<Concept of our website “More Freedom with Python”>
This site aims to automate troublesome daily tasks and improve efficiency using Python, currently the most popular programming language. The goal is to introduce a variety of useful libraries (modules) in each issue.
Why? Why Python…
・Python provides a variety of libraries (modules) that allow us to manipulate and automate familiar applications.
It is a well-balanced scripting language that is easy for beginners to understand, yet has a full-fledged object-oriented aspect.
What? Automate…
When we think of the most familiar applications used in the business scene, the first ones that come to mind are probably MS-Office’s 「Excel」, 「Word」, and 「PowerPoint」.
Because they are “standard indispensable tools” that are used daily, the impact of automating and improving the efficiency of these related tasks can be extremely large.
Therefore, in this series of articles, we would like to introduce a method and library for operating the spreadsheet software PowerPoint, which is considered to be the most frequently used of all Office applications, using Python.
Excel has so many features that it is impossible to cover them all in this article alone. We will provide detailed explanations over a series of articles on the following topics
Now, in this first article of the series, I would like to explain “How to Introduce Libraries and Create Files and Slides”.
Please stay with us until the end of this article as you will be able to “do and understand” the following.
1. Overview of “python-pptx” library
The standard way to manipulate PowerPoint from Python is to use an external library called “python-pptx“. Using ”python-pptx”, you can do most of the file creation and editing tasks without launching PowerPoint.
Other languages that can control Office applications. VisualBasic (including VBA) in .Net, and a library called 「Pywin32」 that has been ported to Python. The “Office Developer Center’s” 「VBA Reference」is a good reference for these.
On the other hand, the specification of python-pptx is completely different from them.
The official document of python-pptx is the following URL.
python-pptx Official Documents (API Document)
https://openpyxl.readthedocs.io/en/stable/
The usage of various classes, functions, etc. introduced in this article are examples.

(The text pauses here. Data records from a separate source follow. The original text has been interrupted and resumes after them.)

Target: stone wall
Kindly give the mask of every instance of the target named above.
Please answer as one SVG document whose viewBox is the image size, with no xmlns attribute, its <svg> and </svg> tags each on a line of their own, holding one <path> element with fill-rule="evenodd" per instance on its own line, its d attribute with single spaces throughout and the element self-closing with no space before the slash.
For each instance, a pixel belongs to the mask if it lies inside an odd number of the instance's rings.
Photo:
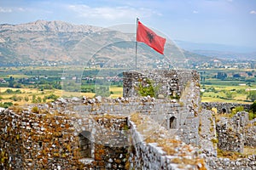
<svg viewBox="0 0 256 170">
<path fill-rule="evenodd" d="M 201 106 L 204 109 L 217 109 L 218 113 L 231 113 L 232 109 L 237 106 L 242 106 L 245 110 L 249 110 L 251 105 L 237 103 L 222 103 L 222 102 L 202 102 Z"/>
<path fill-rule="evenodd" d="M 179 99 L 188 82 L 199 80 L 199 75 L 194 71 L 145 71 L 143 72 L 123 73 L 124 97 L 137 97 L 139 87 L 154 87 L 155 97 Z"/>
<path fill-rule="evenodd" d="M 130 117 L 132 147 L 127 169 L 206 169 L 203 159 L 191 145 L 159 127 L 146 115 Z"/>
<path fill-rule="evenodd" d="M 255 142 L 254 126 L 250 125 L 248 113 L 238 112 L 232 118 L 223 118 L 217 123 L 218 147 L 226 151 L 243 152 L 244 144 L 250 145 Z M 250 133 L 248 133 L 250 132 Z M 248 141 L 252 139 L 252 143 Z M 252 146 L 252 145 L 251 145 Z"/>
<path fill-rule="evenodd" d="M 133 87 L 132 96 L 137 90 L 134 84 L 144 83 L 149 77 L 154 80 L 154 86 L 159 87 L 157 96 L 167 99 L 155 99 L 150 96 L 113 99 L 100 96 L 61 98 L 50 104 L 25 108 L 15 106 L 1 112 L 0 135 L 1 141 L 5 142 L 0 144 L 3 162 L 0 167 L 123 169 L 127 167 L 128 158 L 135 168 L 203 167 L 203 161 L 197 157 L 193 147 L 186 144 L 198 144 L 200 86 L 197 73 L 168 71 L 148 72 L 147 76 L 135 74 L 137 76 L 131 76 L 137 77 L 135 81 L 125 82 L 124 78 L 124 89 Z M 160 144 L 166 142 L 165 144 L 172 148 L 171 152 L 158 149 L 152 142 L 150 144 L 146 144 L 143 139 L 138 142 L 140 133 L 137 132 L 135 124 L 129 123 L 130 115 L 135 112 L 154 120 L 143 131 L 150 132 L 154 126 L 166 129 L 157 140 L 160 139 L 160 142 L 158 141 Z M 132 125 L 131 129 L 130 125 Z M 174 140 L 175 134 L 183 141 Z M 170 145 L 172 144 L 176 149 Z M 131 148 L 131 156 L 127 155 Z M 184 158 L 184 156 L 188 156 Z M 188 160 L 190 161 L 187 162 Z"/>
<path fill-rule="evenodd" d="M 125 117 L 38 114 L 20 109 L 5 110 L 0 120 L 4 141 L 0 144 L 1 169 L 117 169 L 125 165 Z M 87 145 L 80 143 L 88 138 L 84 132 L 93 136 L 87 139 Z M 90 149 L 85 155 L 84 146 Z"/>
<path fill-rule="evenodd" d="M 230 160 L 229 158 L 211 157 L 206 160 L 209 169 L 241 170 L 256 169 L 256 156 L 249 156 L 248 158 Z"/>
</svg>

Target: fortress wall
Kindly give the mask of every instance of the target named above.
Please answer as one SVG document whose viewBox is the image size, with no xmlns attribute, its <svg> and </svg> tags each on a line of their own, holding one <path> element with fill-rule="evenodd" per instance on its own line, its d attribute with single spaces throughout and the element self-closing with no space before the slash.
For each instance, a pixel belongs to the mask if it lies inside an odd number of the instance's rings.
<svg viewBox="0 0 256 170">
<path fill-rule="evenodd" d="M 206 159 L 209 169 L 241 170 L 256 169 L 256 156 L 249 156 L 248 158 L 230 160 L 229 158 L 210 157 Z"/>
<path fill-rule="evenodd" d="M 131 145 L 137 150 L 133 153 L 137 158 L 146 155 L 138 166 L 149 168 L 155 164 L 167 167 L 171 158 L 166 154 L 163 155 L 154 144 L 145 145 L 143 142 L 137 145 L 134 143 L 137 135 L 136 130 L 129 130 L 131 127 L 127 117 L 131 113 L 141 113 L 154 121 L 152 126 L 160 124 L 170 135 L 172 129 L 179 129 L 177 133 L 183 141 L 197 144 L 199 79 L 193 71 L 162 71 L 160 75 L 150 76 L 160 81 L 161 85 L 166 83 L 166 86 L 160 88 L 160 93 L 166 93 L 159 94 L 171 95 L 179 101 L 150 97 L 115 99 L 73 98 L 38 105 L 39 113 L 31 111 L 33 105 L 24 110 L 1 112 L 1 141 L 6 142 L 1 143 L 0 148 L 3 150 L 1 154 L 6 156 L 2 157 L 4 162 L 0 164 L 0 167 L 10 167 L 11 165 L 11 168 L 28 169 L 124 168 Z M 162 76 L 164 78 L 160 79 Z M 125 82 L 125 78 L 124 84 L 126 83 Z M 184 85 L 185 82 L 189 83 Z M 130 137 L 132 137 L 132 141 L 129 140 Z M 18 148 L 18 151 L 14 148 Z M 180 162 L 181 159 L 177 155 L 176 161 Z M 154 164 L 148 167 L 151 162 Z M 200 168 L 201 166 L 199 163 L 195 167 Z M 175 166 L 173 167 L 176 168 Z"/>
<path fill-rule="evenodd" d="M 148 82 L 154 87 L 155 96 L 160 94 L 166 99 L 179 99 L 186 84 L 192 80 L 199 80 L 196 71 L 145 71 L 123 73 L 124 97 L 139 96 L 138 88 L 148 86 Z"/>
<path fill-rule="evenodd" d="M 124 167 L 127 118 L 49 115 L 5 110 L 0 114 L 1 169 Z M 90 132 L 89 154 L 81 133 Z M 87 137 L 86 137 L 87 138 Z M 86 140 L 86 139 L 85 139 Z"/>
</svg>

Please check the official documentation for details and clarifications on optional arguments, etc., which can be omitted, if necessary.
1.1 Instal and Operation
Python-pptx is not bundled with ”Anacoda” and must be installed using “pip” or “setup.py”.
Install by entering the following command at the Anaconda prompt, etc.
pip install python-pptx
Note that manual installation by “setup.py” does not check for other packages (PIL and xlswWriter) that have dependencies, so we recommend installing with the “pip” command if possible.
python setup.py
Next, import some classes from the pptx module and check its operation.
Try entering and executing the following two lines in an interpreter, etc.
from pptx import Presentation
prs = Presentation()
If no error messages are displayed at this point, the installation is successful.
The development environment and version information confirmed in the article are as follows. Please keep this in mind when using different environments or versions of libraries.
・JupyterNotebook 6.0.3
・Python3.7.6(64bit)
・python-pptx 0.6.18
・PIL(Python Imaging Library) 7.0.0
・xlswWriter 1.2.7
In the next section, we will explain how to manipulate PowerPoint using classes and objects.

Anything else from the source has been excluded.